In getting contracts with NASA to deliver equipment and people to the ISS, SpaceX gained massive credibility that would have taken much longer to develop any other way. NASA was able to get a private company's help in filling in their shrinking budget, especially as the space program was closed down, and SpaceX was able to build on their knowledge and become well-known in the industry as the main company in the private sector with such a close association with NASA. Today, SpaceX and Boeing are the two main contractors for shuttling astronauts to and from the ISS. Even if SpaceX is investing some of its own money in such missions, it makes sense, because the company gains popularity through being in the public eye.

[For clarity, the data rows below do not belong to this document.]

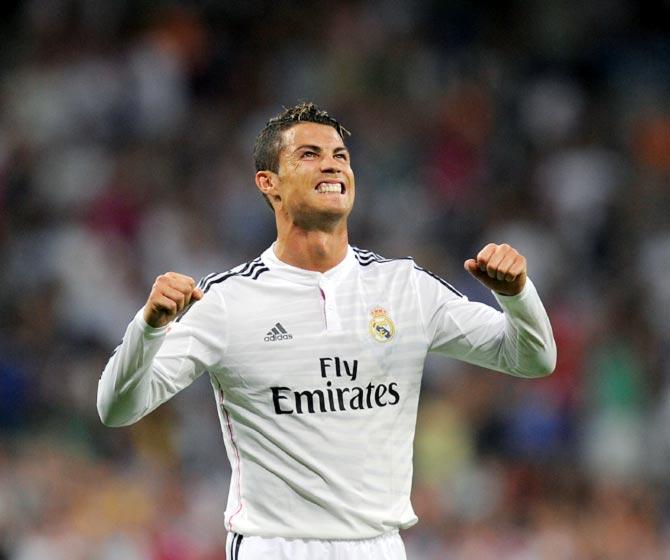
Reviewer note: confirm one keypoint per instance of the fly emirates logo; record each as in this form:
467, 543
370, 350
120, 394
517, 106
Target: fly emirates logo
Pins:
286, 400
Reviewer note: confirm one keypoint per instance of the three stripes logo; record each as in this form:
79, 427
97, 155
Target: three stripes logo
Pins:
277, 333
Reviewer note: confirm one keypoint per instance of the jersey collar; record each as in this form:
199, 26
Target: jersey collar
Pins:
309, 277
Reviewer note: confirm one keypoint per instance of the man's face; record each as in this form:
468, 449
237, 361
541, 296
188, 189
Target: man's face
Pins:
315, 181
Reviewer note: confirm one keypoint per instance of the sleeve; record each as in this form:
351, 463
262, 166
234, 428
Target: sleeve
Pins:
518, 340
151, 365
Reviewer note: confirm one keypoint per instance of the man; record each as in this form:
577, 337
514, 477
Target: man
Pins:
315, 351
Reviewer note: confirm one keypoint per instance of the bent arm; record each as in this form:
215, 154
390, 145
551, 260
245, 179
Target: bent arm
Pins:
152, 364
518, 340
134, 382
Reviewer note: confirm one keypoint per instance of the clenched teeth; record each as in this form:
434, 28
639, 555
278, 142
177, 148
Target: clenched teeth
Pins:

Other private companies are getting in on the space exploration industry, but none on the same level as SpaceX. Blue Origin is doing research and development on lunar landers to be able to send deliveries to the moon. Virgin Orbit, a split-off from Virgin Galactic, is working on designing and building satellites. NASA, since the closing of the space program, has taken on the role of "development catalyst," encouraging and helping other companies to be able to break into the space exploration industry. It's a good strategy. By combining with other, newer companies with more funding, they will likely be able to one day succeed in some goals like the landing of humans on Mars, a mission that as of now seems improbable at best. With enough research and technological innovation, as well as teamwork between disciplines and companies, it could be a possibility in the years to come.